To be clear I wasn't actually proposing any one of those or suggesting
that we need to decide one now. I'm actually fairly relaxed about how
Qpid is organized overall so long as Proton is free to pursue its
mission. The options I documented are all actually viewpoints that have
been expressed to me by other Qpid developers. My first thought was that
it would help to put the Proton mission, strategy, and scope down in
words so that we would at least all have a common understanding of what
is meant when someone says "Proton". However, after writing the document
I came to the conclusion that peoples view of Qpid actually varies far
more than anyone's view of Proton.

> For now we all agree that Proton is a separate body of work, and it's
> in a rapid growth stage.
> We all agree that it's an important piece of work. Therefore we need
> to ensure we progress on Proton.
> A separate mailing-list and a JIRA instance is not unreasonable.
> Mailing lists can be renamed, folded, deleted ..etc.
> These pieces of infrastructure doesn't necessarily define the scope,
> or mean we are deciding on the above argument.
> **Projects are defined by the community, not pieces of infrastructure.
> We need to understand that.**

This is partly conjecture and partly based on some of what I've heard
from other people off-list, but I think the issue some people have with
a separate mailing list is that they are concerned that if Proton is
allowed its own mailing list then its users will draw it in a direction
that might not be consistent with the current set of Qpid users. For
example the core goal of making it easy for applications to speak the
protocol will very likely overlap with the existing client APIs that
Qpid offers, and not everyone is comfortable with ceding that ground to
Proton, or letting there be some amount of overlap.

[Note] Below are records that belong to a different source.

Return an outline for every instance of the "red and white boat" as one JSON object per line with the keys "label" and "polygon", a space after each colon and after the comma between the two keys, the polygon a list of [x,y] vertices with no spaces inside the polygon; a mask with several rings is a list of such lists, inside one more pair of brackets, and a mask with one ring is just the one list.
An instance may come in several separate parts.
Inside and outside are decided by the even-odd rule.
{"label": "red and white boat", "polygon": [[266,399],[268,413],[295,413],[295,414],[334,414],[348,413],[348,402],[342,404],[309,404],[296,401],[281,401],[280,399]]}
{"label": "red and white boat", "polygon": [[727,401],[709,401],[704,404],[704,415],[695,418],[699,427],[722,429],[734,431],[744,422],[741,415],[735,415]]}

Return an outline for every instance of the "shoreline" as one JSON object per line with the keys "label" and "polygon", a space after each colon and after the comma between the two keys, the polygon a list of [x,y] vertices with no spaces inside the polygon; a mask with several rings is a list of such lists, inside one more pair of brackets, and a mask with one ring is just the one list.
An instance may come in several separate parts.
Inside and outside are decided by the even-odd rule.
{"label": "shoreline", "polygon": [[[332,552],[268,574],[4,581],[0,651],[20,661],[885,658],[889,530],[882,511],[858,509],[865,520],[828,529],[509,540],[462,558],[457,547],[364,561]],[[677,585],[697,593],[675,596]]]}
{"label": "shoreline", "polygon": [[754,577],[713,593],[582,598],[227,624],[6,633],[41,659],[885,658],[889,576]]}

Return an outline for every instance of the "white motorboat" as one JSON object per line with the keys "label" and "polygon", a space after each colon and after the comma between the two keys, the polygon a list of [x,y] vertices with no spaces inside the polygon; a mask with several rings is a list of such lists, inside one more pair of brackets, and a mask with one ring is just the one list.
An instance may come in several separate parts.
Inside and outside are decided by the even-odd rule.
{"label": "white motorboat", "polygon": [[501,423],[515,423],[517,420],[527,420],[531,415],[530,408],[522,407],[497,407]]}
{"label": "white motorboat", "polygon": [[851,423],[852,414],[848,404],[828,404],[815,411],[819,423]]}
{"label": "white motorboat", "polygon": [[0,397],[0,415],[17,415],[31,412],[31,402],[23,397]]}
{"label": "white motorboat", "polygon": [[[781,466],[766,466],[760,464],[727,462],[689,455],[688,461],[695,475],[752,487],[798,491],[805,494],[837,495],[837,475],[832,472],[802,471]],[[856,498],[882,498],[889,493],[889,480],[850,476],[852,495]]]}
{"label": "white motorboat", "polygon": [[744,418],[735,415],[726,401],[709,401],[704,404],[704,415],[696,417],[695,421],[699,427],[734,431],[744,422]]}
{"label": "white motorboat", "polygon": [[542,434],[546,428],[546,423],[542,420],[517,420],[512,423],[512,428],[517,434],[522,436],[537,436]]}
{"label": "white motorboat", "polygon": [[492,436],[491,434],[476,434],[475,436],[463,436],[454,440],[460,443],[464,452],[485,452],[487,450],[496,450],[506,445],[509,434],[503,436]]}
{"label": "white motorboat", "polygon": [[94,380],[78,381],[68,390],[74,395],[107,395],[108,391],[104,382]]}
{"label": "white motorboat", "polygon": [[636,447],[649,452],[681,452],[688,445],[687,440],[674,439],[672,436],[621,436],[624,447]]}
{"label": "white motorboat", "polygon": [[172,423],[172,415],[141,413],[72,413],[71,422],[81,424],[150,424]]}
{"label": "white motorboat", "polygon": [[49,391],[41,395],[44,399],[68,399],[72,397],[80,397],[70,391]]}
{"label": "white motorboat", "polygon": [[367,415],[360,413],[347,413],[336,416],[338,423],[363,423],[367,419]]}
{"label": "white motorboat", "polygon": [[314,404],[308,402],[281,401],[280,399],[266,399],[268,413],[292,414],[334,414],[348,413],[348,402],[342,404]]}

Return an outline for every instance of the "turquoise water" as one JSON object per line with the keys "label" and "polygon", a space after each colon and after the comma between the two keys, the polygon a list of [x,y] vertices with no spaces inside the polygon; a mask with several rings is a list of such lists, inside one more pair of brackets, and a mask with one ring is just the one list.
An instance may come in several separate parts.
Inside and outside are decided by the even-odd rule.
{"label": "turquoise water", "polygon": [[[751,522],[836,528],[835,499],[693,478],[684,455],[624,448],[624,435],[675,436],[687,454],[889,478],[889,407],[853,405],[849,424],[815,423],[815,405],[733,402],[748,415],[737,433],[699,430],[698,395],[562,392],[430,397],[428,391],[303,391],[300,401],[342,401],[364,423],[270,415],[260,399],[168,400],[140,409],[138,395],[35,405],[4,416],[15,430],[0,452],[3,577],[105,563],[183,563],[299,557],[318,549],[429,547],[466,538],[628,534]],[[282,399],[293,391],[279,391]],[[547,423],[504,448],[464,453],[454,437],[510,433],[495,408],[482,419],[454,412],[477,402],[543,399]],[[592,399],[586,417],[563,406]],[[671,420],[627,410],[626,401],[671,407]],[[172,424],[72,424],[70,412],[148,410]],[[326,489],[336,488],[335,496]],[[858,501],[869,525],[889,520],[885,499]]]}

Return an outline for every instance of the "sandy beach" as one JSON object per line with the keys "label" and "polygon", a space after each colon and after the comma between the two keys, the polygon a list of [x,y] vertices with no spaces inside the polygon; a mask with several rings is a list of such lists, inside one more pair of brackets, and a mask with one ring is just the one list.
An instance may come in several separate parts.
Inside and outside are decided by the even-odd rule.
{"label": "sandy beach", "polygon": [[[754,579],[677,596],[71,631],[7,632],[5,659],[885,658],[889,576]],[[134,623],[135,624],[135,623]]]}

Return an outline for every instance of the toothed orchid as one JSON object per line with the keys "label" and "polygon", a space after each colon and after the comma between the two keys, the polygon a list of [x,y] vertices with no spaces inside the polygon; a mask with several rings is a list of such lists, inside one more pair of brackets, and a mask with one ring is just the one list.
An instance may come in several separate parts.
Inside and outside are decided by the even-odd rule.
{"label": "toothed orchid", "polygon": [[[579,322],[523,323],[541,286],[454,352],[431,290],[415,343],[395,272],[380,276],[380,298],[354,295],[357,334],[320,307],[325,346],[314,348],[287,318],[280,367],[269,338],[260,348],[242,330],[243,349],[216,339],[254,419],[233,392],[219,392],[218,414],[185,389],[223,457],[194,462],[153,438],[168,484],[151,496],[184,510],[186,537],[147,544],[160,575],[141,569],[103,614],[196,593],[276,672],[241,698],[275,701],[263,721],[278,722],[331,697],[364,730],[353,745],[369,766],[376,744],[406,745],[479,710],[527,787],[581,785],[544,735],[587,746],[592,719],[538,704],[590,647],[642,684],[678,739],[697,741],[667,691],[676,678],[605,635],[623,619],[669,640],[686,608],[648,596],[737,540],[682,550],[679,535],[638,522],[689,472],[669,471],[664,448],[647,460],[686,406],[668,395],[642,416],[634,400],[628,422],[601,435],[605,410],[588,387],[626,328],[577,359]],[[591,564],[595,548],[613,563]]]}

Recasting Proton as merely a component of Qpid and denying it its own
mailing list might be seen as a way to preclude this possibility as it
forces Proton users to be a subset of Qpid users and Proton goals to be
subservient to Qpid goals. Unfortunately this pretty much kills the
whole point behind Proton, which is to make it as easy as possible for
*everyone* to speak AMQP, not just for Qpid users to speak AMQP. (Note
that in the previous paragraph I'm using the term Qpid to refer to the
existing Qpid brokers and clients, not some broader notion of a Qpid
umbrella project.)

This unfortunately ties the mailing list issue into the organizational
one so long as people see the former as a way to influence the latter.